Nor does an analysis of Metcalf’s exami-national findings help claimant. A comparison of the April 18, 1979, report with the one written in March 1980, fails to disclose a significant change of claimant’s condition for the worse. In fact, one could argue it suggests an improvement. In April 1979, Metcalf reported that claimant complained of pain radiating to both legs. The March 1980 report does not refer to such a complaint. Both reports summarize claimant’s condition as consisting of “rather severe pain in his lower back, aggravated by any type of activity, including lifting, bending . . ., stooping” or “twisting.” The estima-tional findings made during claimant’s physical examinations were similar in both reports. The main changes, which in deposition the physician said were “not significantly different,” involved a decrease in forward flexing of the spine from 60 to 50 degrees and in extension from 10 to five degrees. Bilateral tenderness and rigidity were said to be present in the paraspinous lumbar muscles in April 1979, whereas “severe tenderness, as well as rigidity” in the same muscles was found a year later. And in April 1979, the examiner found a “decrease” of the left heel deep tendon reflex, but noted only a “slight decrease” of the same reflex in March 1980.
IV
The conclusion is inescapable that the trial judge’s finding that claimant’s condition had significantly changed for the worse was clearly against the weight of the evidence. The court en banc, therefore, correctly vacated the order.
Affirmed.
. Section 3.6, entitled Appellate procedures, reads:
“A. All the evidence pertaining to each case, except upon agreed orders, shall, inso*437 far as may be possible, be heard by the judge initially assigned to the case. Upon the completion of such hearing or hearings, the judge hearing the cause shall make such order, decision or award as is proper, just and equitable in the matter. Either party ... shall ... have the right to take an appeal from the order, decision or award of the judge to the Workers’ Compensation Court sitting en banc.... The Court en banc may reverse or modify the decision only if it determines that such decision was against the clear weight of the evidence or contrary to law. Upon completion of the appeal, the members of the Court sitting en banc shall issue such order, decision or award as is proper, just and equitable.”
(emphasis added)
. The language “against the clear weight of the evidence,” is probably an inadvertent grammatical corruption of the evidentiary sufficiency determinant applied in equity cases, namely, whether the decision is clearly against the weight of the evidence.

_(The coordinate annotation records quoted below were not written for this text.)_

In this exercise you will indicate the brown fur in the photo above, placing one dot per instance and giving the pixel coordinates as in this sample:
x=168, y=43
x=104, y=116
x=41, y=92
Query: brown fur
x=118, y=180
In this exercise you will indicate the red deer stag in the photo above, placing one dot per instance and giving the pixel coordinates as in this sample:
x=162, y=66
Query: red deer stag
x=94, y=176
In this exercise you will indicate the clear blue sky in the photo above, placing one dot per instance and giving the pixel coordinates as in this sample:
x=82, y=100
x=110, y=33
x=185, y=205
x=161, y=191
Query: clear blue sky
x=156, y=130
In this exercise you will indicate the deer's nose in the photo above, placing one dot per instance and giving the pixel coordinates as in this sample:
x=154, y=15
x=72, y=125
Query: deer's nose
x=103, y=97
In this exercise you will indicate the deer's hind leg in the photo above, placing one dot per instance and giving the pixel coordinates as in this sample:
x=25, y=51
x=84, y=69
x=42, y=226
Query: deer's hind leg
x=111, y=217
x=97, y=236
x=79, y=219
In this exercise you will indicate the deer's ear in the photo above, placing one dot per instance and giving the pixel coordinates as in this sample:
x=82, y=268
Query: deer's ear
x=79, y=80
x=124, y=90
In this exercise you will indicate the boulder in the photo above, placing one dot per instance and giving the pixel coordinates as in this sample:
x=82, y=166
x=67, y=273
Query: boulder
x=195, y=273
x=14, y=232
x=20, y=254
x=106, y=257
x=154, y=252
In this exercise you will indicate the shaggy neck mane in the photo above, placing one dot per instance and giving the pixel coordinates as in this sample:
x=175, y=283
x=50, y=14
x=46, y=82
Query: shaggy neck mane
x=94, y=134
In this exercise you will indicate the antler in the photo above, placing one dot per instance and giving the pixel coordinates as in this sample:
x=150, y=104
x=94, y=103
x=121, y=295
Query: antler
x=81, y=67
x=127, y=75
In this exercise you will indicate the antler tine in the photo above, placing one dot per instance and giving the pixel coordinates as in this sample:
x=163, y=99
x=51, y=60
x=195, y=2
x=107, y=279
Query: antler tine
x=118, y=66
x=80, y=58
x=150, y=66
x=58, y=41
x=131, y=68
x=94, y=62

. Claimant’s reliance upon National Zinc Co., Inc. v. Dewitt, Okl., 574 P.2d 300 (1978), is unavailing. As that case points out, there may conceivably be some situations where the same disability rating could be assigned by a physician in both the prior and subsequent hearing, yet the later evaluation would provide a basis for finding a change of condition and for awarding additional compensation. But such an evaluation must be more than a mere numbers game. There must be competent, objective medical evidence that a change for the worse has occurred.